Is there really no way to get around the webview2 installer? Why not package it in your app bundle somehow instead of installing it as an external dependency?
> Is there really no way to get around the webview2 installer?
WebView2 supports both the auto-updating "Evergreen" version and a fixed version[1]:
In the Fixed Version distribution mode, you control the timing of updates to the WebView2 Runtime for your app. You download a specific version of the WebView2 Runtime and then package it with your WebView2 app. The WebView2 Runtime on the client isn't automatically updated.
For me personally, I was trying to avoid bundling an entire browser runtime, so I viewed that approach (bundling WebView2's runtime instead of downloading on demand, only if needed) as no better than using Electron.

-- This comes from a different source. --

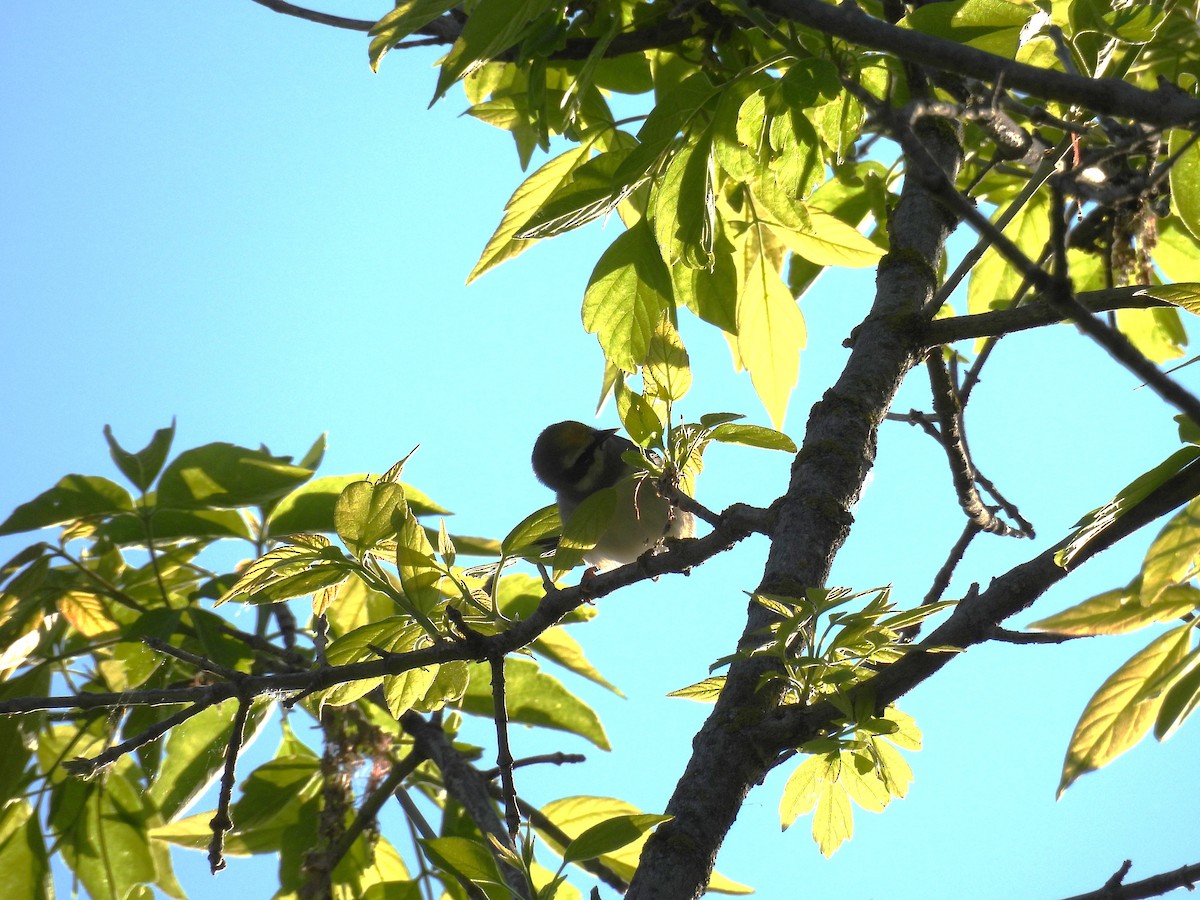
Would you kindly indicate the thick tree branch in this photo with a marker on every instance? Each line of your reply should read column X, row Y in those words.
column 1165, row 107
column 813, row 522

At the time, that also wouldn't have solved my "Linux support" problem, but the blog post author is using webivew (which uses WebKitGTK on Linux), so that might not be relevant to them either. At which point I have nothing relevant to say!
I made an attempt at using WebKitGTK on Linux to build a WebGL game a couple of years ago. I was basing it on some existing code that I had already done a ton of work with to optimize and make cross-browser compatible. Had basically 99% feature parity between Chrome and Firefox.
Lack of standards support in WebKit made it painful to use and even meant losing major features like VR support. WebKit and WebKitGTK were both extremely unstable in their own ways. And I never could figure out a decent debugging scenario setup.